"It is three months to-day," he reminded her, "since I saw you first in the gardens of the Embankment."

"What a memory!" she murmured. "And I, like the very forward person you have since discovered me to be, made tentative overtures to you with the object of discovering whether you were a lawyer not too squeamish about your clients or their business."

His face hardened a little.

"Are we coming soon," he asked, "to the end of your stock—or rather your brother's stock of jewels?"

"Why?" she whispered, looking up at him with slightly contracted eyebrows.

"Because I am tired of it," he declared frankly, "tired of it in connection with you, that is to say. I spend whole days, sometimes, in a positive state of terror. Luxury is a small thing compared with freedom and life. You have had over forty thousand pounds now. Why don't you take your grandfather somewhere away into the country?

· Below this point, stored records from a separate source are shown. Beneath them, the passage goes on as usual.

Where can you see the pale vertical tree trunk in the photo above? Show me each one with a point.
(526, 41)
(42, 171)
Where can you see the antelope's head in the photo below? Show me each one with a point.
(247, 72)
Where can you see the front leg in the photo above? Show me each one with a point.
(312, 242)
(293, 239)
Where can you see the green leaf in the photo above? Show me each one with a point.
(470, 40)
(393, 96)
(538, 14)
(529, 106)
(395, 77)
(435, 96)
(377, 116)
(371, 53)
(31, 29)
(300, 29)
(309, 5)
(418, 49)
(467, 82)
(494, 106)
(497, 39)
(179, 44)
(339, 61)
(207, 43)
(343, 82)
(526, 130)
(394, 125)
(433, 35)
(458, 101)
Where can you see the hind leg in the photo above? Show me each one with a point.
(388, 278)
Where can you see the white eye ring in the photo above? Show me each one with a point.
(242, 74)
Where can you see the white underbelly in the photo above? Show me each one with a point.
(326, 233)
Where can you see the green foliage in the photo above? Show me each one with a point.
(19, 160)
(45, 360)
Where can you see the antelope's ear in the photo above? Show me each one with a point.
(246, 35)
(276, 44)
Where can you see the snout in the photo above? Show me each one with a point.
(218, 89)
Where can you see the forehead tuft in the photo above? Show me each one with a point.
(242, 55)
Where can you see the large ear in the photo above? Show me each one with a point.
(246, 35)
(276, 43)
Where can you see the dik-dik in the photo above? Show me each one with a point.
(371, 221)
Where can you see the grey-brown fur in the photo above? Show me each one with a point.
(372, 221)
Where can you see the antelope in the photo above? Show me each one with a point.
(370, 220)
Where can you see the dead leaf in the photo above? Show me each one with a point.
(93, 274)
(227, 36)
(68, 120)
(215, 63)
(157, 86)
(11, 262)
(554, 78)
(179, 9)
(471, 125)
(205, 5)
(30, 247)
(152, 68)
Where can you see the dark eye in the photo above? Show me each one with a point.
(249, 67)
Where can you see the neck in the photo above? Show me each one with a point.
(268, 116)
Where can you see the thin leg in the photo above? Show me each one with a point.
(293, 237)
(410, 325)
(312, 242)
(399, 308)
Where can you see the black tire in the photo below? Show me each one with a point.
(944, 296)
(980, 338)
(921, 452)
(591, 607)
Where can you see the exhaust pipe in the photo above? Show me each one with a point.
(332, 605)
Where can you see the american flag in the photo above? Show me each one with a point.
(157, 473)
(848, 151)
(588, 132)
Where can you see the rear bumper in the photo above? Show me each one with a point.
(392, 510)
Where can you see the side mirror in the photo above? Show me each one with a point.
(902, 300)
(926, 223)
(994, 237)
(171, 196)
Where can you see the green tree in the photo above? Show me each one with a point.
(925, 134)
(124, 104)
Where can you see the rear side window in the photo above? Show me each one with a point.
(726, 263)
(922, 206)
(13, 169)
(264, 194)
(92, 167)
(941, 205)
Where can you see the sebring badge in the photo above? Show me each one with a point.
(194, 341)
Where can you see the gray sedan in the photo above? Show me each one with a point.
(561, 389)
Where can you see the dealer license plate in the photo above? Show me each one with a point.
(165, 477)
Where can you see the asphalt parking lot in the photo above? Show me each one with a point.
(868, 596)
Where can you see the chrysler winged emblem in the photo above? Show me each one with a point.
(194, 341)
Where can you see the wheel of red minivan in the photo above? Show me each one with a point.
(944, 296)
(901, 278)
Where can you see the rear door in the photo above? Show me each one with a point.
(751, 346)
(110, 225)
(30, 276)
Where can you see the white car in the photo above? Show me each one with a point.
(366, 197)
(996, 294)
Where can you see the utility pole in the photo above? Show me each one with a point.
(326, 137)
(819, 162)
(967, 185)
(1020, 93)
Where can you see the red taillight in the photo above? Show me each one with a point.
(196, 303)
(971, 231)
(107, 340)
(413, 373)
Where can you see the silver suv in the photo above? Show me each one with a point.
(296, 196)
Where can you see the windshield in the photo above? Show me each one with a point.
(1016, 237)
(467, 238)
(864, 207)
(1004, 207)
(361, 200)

Even if you have to be content with half that sum, you could live on it and be safe. Let your brother go his own way. It isn't really worth while, Henriette."

She looked at the point of her slipper carefully for a moment. She wore a perfectly plain black velvet gown, and only a single pearl hanging from a strip of black velvet around her neck. Her fingers were ringless. Even her hair was arranged in the simplest of coils, yet there was no one else in the room quite like her.

"Henriette," he went on, leaning over her, "if you don't speak I shall make a fool of myself."

She started, and looked timorously into his eyes. Then as quickly she looked away again. Her hands clasped the arms of her chair. She seemed suddenly interested in the orchestra.

"Say—what you were going to say," she begged.